# Graco Truecoat II airless



## paintpro08 (Jun 21, 2008)

Anyone used this new revised version already? The only info I can find on the new Truecoat Pro II version is on youtube:


----------



## straight_lines (Oct 17, 2007)

I spotted a Scott Burt in that video. 

Amazing that graco has figured how to make it spray when tilted sideways.


----------



## premierpainter (Apr 17, 2007)

Love how they are spraying the deck rails with snow on the ground.


----------



## RR60 (Jul 26, 2012)

According to Graco supposed to be available in the next 2 weeks.
Maybe why Lowes is currently selling the old pro model at $50.00 off.


----------



## PatsPainting (Mar 4, 2010)

Scott is a movie star now 

Pat


----------



## Mr. Milola (Jun 21, 2012)

premierpainter said:


> Love how they are spraying the deck rails with snow on the ground.


Haha YES, why didn't they shoot the video in Miami if they wanted footage in January, not Minneapolis?! That paint has got to be frozen before it hits the spindles.


----------



## mr.fixit (Aug 16, 2009)

I am not sure if this applies to the new version but it may be worth checking out. The Graco Truecoat is not rebuildable in its current version but the Procoat the sell at Sherwin Williams is rebuildable once


----------



## Workaholic (Apr 17, 2007)

Scott is a paint stud and gets all the credit but I think Todd was there to set it all up and then hand him the tool, then finish the job. lol Fess up Scott. :jester:

Yeah spraying the spindles outside in that temp looked sketchy and probably failed. 

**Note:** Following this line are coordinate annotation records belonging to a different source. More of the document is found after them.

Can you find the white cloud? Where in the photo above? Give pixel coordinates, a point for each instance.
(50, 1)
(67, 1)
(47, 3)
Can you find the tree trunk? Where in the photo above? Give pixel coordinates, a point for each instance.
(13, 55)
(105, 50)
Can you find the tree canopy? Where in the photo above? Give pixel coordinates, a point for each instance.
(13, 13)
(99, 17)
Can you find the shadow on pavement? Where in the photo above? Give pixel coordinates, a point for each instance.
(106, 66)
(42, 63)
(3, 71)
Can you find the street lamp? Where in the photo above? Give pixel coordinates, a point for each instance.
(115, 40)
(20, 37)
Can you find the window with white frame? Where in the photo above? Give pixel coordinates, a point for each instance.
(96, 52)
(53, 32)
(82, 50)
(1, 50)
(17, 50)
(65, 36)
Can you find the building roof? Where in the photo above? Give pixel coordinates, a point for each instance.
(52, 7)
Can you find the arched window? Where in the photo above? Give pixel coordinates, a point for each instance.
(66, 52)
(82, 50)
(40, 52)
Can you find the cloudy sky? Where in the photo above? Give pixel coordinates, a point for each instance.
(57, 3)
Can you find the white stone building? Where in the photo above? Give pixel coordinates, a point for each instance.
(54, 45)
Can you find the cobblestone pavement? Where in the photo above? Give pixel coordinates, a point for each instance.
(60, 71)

Probably an improved tool but some of the work they were showing being done was the job for a regular airless, rather than a quart at a time.


----------



## ReNt A PaInTeR (Dec 28, 2008)

mr.fixit said:


> I am not sure if this applies to the new version but it may be worth checking out. The Graco Truecoat is not rebuildable in its current version but the Procoat the sell at Sherwin Williams is rebuildable once


From their website: 

*Fully Repairable*

Ability to replace all parts of the sprayer with simple, modular components to extend the life of the sprayer


----------



## DeanV (Apr 18, 2007)

Are they giving trade in credit for the original ProShot? I still want a recall.


----------



## ReNt A PaInTeR (Dec 28, 2008)

Lol I wish. I put mine on sale on ebay.


----------



## vermontpainter (Dec 24, 2007)

Workaholic said:


> Scott is a paint stud and gets all the credit but I think Todd was there to set it all up and then hand him the tool, then finish the job. lol Fess up Scott. :jester:
> .


In most cases you might be correct on that assumption, but Todd wasn't able to make it the day the sequence was shot at our shop. We had a pre-production model that we tested for Graco for a few months. They sent a team from MN to VT a while back to get in person feedback on what we liked and didnt like about it, and I ran the tool for them to demonstrate a few of these things. I/we only appear for that one section in the :40 range. I assume that the rest of the footage is other contractors who demo-ed preproduction models as well.


----------